As 1860 began, relations between North and South had never been worse. And there was one other factor that, in Frank’s estimation, made the situation even more unstable.
Frank Master had lived long enough to realize that the great transatlantic economic system, like the weather, had great cycles of its own. From boom to bust, it went round in a circle, always finishing up bigger than it had before, but subject to crisis every few years, and with each crisis, merchants were destroyed, but if one was prudent, the bust could be as profitable as the boom.
For a while now, the transatlantic system had been going through stormy economic weather. But not everyone had suffered—his own business had even managed to prosper. The people who had been entirely unaffected, however, were the big Southern planters. Boom or bust, the world seemed to need more and more cotton. The big planters had never done better.
“Cotton is king,” they could say triumphantly. And so confident were they in the good fortune of the South that some voices could even be heard declaring: “If the Yankees elect a Republican to ruin us, then to hell with the Union. Let the South go it alone.”
Few in the North took it seriously, of course. “Those Southern braggarts are absurd,” Hetty remarked contemptuously. But Frank was not so sure.
The coming presidential election, in his opinion, could be a dangerous business. Whatever the Chicago Tribune might say, he thought it unlikely that Lincoln would be the Republican candidate. Others surely had stronger claims. But he was quite curious, nonetheless, to take a look at this Lincoln fellow, and see what he was like.
The huge, dark red mass of the Cooper Institute occupied a triangular site between Third Avenue and Astor Place. Frank had always admired its founder, Peter Cooper, a self-taught industrialist who’d built America’s first railroad steam engine before founding this splendid college to provide free night classes for working men and day classes for women. The most impressive part of the place, in Frank’s opinion, was the G
reat Hall. It was only last year that he’d come there for the Cooper Institute’s official opening, but already the Great Hall had become one of the most popular places for holding meetings in the city.
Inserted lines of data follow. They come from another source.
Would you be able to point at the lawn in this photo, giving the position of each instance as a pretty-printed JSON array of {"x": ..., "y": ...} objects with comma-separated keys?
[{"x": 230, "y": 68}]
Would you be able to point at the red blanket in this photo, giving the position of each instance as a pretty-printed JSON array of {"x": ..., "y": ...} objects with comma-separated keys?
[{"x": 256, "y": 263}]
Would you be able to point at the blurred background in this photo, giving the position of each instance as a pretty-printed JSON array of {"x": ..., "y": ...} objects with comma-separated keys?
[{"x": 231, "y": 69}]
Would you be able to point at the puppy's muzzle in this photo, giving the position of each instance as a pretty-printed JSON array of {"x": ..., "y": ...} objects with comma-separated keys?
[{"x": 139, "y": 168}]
They arrived in good time, and it was as well that they did, for the hall was rapidly filling. Glancing about, Frank made a quick estimate, and remarked to Hetty: “Your man can certainly draw a crowd. There’ll be fifteen hundred people here tonight.”
The minutes passed, and Hetty seemed quite happy to look around at the crowd. Here and there she saw people she knew. Frank contented himself with calling to mind as many items as he could from the reports of the Lincoln-Douglas debates. After a while, he could not resist bringing up one of them.
“Your Mr. Lincoln believes in freedom and equality for the black man, doesn’t he, Hetty?”
“He certainly does.”
“Yet in the Illinois debates, I distinctly remember, he said that on no account would he give the black man the vote or allow him to serve on a jury. What do you think of that?”
Hetty looked at him steadily. “I think that’s very simple, dear. If he said anything else, he could never get elected.”
Frank was just about to point out that she seemed happy to make moral compromises if it suited her, when a movement at the side of the stage signaled that the proceedings were about to begin.
The gentleman who introduced the speaker did not take long about his business. Some brief, polite words about the distinguished speaker, the hope that they would accord him a good welcome, and find interest in what he was to say, and the introduction was done. He turned to bid the speaker come forward. And Abraham Lincoln appeared.
“Good God,” muttered Frank, and stared.
He’d seen one or two pictures of the man in the newspapers, and assumed they were unflattering. But nothing had quite prepared him for the shock of seeing Lincoln for the first time in the flesh.
Across the stage, walking stiffly and somewhat stooped at the shoulders, came a very tall, thin, dark-haired man. Six foot four, at least, Frank guessed. His long frock coat was black. One gangling arm hung at his side, the other was bent, for in a huge hand, he carried a sheaf of foolscap papers. When he reached the rostrum in the center of the stage, he turned to the crowd. And Frank almost gasped.